Impact of Spatial Filtering on Distortion from Low-Noise Amplifiers in Massive MIMO Base Stations

TL;DR

This paper analyzes how the nonlinearity of low-noise amplifiers in massive MIMO base stations affects signal distortion and how spatial filtering can mitigate these effects, especially in the presence of blockers.

Contribution

It models LNA nonlinearity using polynomial functions and examines the impact on spatial correlation and interference mitigation in massive MIMO systems.

Findings

Distortion combines coherently with maximum-ratio combining.

Spatial processing can filter out certain distortion components.
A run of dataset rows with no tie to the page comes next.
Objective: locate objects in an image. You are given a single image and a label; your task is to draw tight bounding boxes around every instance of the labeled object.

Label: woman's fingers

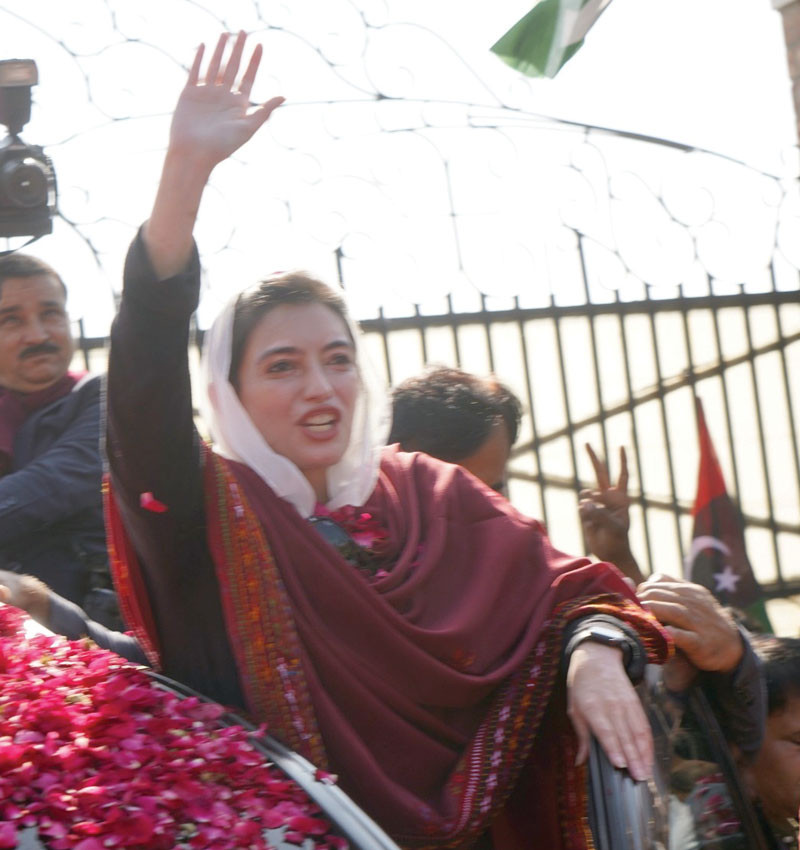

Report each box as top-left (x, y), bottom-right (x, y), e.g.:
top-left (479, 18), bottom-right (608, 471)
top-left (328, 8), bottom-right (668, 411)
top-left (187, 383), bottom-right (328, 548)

top-left (187, 43), bottom-right (204, 86)
top-left (221, 31), bottom-right (246, 89)
top-left (576, 688), bottom-right (651, 780)
top-left (186, 33), bottom-right (280, 129)
top-left (204, 32), bottom-right (230, 85)
top-left (196, 31), bottom-right (260, 96)
top-left (572, 696), bottom-right (625, 770)
top-left (246, 95), bottom-right (286, 135)
top-left (239, 41), bottom-right (263, 99)
top-left (567, 642), bottom-right (653, 781)
top-left (570, 708), bottom-right (590, 766)
top-left (614, 692), bottom-right (652, 780)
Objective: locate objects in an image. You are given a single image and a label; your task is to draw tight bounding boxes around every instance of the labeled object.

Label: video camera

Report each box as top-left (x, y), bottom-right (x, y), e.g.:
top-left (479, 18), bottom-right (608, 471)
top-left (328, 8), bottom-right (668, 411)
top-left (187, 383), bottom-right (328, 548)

top-left (0, 59), bottom-right (57, 239)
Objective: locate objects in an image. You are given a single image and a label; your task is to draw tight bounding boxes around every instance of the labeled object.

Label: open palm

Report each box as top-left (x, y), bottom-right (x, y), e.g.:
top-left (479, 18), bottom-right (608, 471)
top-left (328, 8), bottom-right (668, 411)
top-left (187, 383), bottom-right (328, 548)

top-left (169, 31), bottom-right (284, 170)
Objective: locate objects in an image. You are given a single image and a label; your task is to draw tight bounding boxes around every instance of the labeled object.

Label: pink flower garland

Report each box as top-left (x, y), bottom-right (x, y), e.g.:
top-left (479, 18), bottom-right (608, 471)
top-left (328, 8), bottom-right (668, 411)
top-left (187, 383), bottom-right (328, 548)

top-left (0, 605), bottom-right (347, 850)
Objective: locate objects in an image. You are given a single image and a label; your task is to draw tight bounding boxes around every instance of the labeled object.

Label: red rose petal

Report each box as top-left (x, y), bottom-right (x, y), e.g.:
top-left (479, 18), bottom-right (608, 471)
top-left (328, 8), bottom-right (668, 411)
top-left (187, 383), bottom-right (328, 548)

top-left (0, 605), bottom-right (340, 850)
top-left (0, 823), bottom-right (17, 850)
top-left (139, 492), bottom-right (168, 513)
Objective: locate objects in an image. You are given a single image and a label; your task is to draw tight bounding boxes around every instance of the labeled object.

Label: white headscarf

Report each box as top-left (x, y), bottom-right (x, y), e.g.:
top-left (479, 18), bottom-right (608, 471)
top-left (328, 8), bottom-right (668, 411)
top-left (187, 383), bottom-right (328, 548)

top-left (200, 283), bottom-right (391, 518)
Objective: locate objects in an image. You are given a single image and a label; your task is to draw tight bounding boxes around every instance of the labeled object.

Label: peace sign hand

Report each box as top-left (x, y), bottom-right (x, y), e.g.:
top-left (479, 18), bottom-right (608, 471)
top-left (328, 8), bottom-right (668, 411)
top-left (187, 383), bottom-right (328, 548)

top-left (579, 444), bottom-right (643, 582)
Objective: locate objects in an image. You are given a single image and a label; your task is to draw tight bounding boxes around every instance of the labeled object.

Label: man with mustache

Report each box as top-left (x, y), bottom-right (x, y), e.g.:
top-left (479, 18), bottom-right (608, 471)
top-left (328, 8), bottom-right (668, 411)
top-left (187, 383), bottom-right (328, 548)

top-left (0, 253), bottom-right (119, 628)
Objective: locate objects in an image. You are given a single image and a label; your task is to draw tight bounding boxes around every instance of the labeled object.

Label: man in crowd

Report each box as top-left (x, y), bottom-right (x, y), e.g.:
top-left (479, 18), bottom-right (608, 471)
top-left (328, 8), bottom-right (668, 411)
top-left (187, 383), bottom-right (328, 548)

top-left (389, 365), bottom-right (521, 493)
top-left (745, 635), bottom-right (800, 846)
top-left (0, 253), bottom-right (119, 629)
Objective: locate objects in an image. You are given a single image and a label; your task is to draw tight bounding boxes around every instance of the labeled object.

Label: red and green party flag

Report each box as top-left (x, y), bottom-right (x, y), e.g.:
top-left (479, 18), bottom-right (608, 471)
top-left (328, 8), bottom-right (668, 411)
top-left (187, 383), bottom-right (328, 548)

top-left (683, 399), bottom-right (772, 632)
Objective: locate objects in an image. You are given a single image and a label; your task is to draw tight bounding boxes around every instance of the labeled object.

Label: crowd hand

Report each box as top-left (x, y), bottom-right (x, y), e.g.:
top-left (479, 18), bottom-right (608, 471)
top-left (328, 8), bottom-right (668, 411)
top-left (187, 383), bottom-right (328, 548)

top-left (636, 574), bottom-right (744, 674)
top-left (579, 444), bottom-right (631, 561)
top-left (567, 641), bottom-right (653, 782)
top-left (0, 570), bottom-right (50, 624)
top-left (168, 31), bottom-right (284, 172)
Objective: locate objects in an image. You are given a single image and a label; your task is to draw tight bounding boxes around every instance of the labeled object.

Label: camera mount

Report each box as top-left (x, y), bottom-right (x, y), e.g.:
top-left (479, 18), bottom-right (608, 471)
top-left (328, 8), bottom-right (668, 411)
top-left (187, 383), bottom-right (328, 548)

top-left (0, 59), bottom-right (57, 241)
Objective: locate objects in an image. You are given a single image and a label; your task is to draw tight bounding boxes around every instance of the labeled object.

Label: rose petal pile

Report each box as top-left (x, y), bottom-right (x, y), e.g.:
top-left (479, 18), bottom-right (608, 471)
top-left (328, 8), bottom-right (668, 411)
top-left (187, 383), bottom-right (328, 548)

top-left (0, 605), bottom-right (347, 850)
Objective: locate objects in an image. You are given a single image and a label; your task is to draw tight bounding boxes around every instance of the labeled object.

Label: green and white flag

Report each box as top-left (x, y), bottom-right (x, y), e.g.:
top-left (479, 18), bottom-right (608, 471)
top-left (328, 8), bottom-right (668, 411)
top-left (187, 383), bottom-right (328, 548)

top-left (491, 0), bottom-right (613, 78)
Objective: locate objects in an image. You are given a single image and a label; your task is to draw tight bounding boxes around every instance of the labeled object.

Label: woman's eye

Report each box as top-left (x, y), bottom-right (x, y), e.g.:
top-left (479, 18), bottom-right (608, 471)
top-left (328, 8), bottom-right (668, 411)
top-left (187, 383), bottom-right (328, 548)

top-left (266, 360), bottom-right (295, 374)
top-left (328, 352), bottom-right (354, 368)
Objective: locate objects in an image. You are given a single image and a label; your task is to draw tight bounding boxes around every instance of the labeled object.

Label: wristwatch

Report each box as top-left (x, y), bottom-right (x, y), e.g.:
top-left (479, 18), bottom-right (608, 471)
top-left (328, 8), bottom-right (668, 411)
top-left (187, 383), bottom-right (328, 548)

top-left (567, 624), bottom-right (631, 658)
top-left (564, 622), bottom-right (646, 683)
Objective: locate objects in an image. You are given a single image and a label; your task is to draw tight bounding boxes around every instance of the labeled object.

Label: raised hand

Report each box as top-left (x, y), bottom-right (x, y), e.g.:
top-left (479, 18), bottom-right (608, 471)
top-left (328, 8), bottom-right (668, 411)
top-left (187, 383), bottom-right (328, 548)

top-left (579, 444), bottom-right (643, 583)
top-left (169, 31), bottom-right (284, 172)
top-left (144, 31), bottom-right (285, 280)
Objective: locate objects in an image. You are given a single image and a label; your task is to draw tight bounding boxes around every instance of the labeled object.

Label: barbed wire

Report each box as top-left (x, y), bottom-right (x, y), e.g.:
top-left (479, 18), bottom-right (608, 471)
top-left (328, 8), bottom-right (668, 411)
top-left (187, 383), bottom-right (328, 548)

top-left (2, 0), bottom-right (798, 334)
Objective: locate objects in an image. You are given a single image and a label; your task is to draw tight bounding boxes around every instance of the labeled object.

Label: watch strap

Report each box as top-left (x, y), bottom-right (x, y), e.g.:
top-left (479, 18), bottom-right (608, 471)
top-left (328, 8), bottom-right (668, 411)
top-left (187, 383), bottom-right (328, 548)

top-left (563, 615), bottom-right (647, 684)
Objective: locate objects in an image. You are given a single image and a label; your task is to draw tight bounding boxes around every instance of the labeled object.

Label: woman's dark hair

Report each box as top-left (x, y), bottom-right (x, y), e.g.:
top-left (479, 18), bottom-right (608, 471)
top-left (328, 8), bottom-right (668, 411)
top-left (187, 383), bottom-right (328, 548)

top-left (229, 272), bottom-right (351, 388)
top-left (750, 634), bottom-right (800, 714)
top-left (388, 366), bottom-right (522, 462)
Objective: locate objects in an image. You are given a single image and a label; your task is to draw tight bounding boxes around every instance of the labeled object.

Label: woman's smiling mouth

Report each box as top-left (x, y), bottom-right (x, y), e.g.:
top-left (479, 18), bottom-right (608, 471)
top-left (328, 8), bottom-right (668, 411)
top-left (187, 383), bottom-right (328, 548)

top-left (300, 410), bottom-right (340, 437)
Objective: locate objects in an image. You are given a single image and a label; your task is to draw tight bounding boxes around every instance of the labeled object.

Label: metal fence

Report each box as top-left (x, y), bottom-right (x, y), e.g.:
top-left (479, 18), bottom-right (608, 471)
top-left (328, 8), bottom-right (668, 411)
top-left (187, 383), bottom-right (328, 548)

top-left (76, 248), bottom-right (800, 614)
top-left (355, 275), bottom-right (800, 604)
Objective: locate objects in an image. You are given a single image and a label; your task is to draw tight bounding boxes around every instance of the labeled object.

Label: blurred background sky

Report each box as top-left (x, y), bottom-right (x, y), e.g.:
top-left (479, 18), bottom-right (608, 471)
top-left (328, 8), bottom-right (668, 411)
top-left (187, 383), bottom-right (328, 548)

top-left (1, 0), bottom-right (796, 332)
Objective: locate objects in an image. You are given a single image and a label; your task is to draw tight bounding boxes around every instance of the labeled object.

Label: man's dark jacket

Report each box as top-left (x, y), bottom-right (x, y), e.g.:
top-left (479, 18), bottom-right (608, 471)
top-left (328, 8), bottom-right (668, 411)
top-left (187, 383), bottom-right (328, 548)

top-left (0, 374), bottom-right (110, 608)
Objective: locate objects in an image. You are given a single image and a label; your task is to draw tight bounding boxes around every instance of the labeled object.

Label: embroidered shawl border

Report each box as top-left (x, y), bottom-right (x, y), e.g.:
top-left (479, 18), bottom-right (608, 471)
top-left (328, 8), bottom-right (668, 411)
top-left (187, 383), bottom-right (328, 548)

top-left (204, 446), bottom-right (328, 768)
top-left (103, 475), bottom-right (162, 668)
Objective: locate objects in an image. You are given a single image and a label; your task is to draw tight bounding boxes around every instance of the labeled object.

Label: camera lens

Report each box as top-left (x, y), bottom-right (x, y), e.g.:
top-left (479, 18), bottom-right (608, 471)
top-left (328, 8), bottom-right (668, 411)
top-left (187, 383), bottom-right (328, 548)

top-left (1, 154), bottom-right (48, 207)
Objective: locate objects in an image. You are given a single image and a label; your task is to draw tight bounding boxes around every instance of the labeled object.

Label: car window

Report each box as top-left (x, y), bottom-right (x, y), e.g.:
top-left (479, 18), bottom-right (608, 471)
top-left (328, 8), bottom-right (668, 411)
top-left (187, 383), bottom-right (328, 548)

top-left (589, 667), bottom-right (772, 850)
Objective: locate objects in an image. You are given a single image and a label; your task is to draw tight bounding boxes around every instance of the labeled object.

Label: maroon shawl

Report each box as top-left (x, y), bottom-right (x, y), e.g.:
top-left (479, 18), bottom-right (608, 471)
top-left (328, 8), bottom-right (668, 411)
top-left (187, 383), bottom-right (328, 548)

top-left (108, 446), bottom-right (669, 849)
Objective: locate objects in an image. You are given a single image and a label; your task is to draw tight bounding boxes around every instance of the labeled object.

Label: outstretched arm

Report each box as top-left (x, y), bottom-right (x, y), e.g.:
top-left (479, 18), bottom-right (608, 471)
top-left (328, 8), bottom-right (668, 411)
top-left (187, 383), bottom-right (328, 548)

top-left (104, 33), bottom-right (282, 697)
top-left (0, 572), bottom-right (147, 665)
top-left (144, 31), bottom-right (284, 279)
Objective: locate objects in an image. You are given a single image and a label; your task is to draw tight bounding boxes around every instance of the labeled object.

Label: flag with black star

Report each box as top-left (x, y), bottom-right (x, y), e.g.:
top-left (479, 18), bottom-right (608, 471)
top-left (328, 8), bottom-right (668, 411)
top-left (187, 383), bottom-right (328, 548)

top-left (683, 399), bottom-right (772, 632)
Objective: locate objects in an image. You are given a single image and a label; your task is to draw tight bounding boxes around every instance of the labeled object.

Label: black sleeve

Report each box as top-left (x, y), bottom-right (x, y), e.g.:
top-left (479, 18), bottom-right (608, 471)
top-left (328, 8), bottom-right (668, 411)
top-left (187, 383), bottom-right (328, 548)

top-left (47, 591), bottom-right (149, 666)
top-left (106, 228), bottom-right (203, 521)
top-left (699, 629), bottom-right (766, 761)
top-left (104, 230), bottom-right (243, 708)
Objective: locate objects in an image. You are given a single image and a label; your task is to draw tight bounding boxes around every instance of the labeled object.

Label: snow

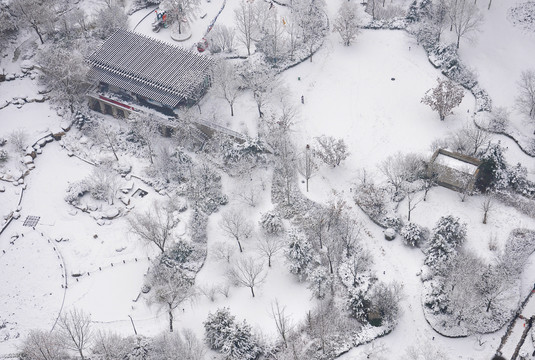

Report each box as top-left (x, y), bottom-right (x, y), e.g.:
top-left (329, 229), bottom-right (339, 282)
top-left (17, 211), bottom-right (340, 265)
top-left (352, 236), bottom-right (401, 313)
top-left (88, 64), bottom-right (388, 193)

top-left (435, 153), bottom-right (479, 174)
top-left (1, 0), bottom-right (535, 358)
Blocker-induced distortion depends on spatial direction and LNA linearity.

Abstract

In massive MIMO base stations, power consumption and cost of the low-noise amplifiers (LNAs) can be substantial because of the many antennas. We investigate the feasibility of inexpensive, power efficient LNAs, which inherently are less linear. A polynomial model is used to characterize the nonlinear LNAs and to derive the second-order statistics and spatial correlation of the distortion. We show that, with spatial matched filtering (maximum-ratio combining) at the receiver, some distortion terms combine coherently, and that the SINR of the symbol estimates therefore is limited by the linearity of the LNAs. Furthermore, it is studied how the power from a blocker in the adjacent frequency band leaks into the main band and creates distortion. The distortion term that scales cubically with the power received from the blocker has a spatial correlation that can be filtered out by spatial processing and only the coherent term that scales quadratically with the power remains. When the blocker is in free-space line-of-sight and the LNAs are identical, this quadratic term has the same spatial direction as the desired signal, and hence cannot be removed by linear receiver processing.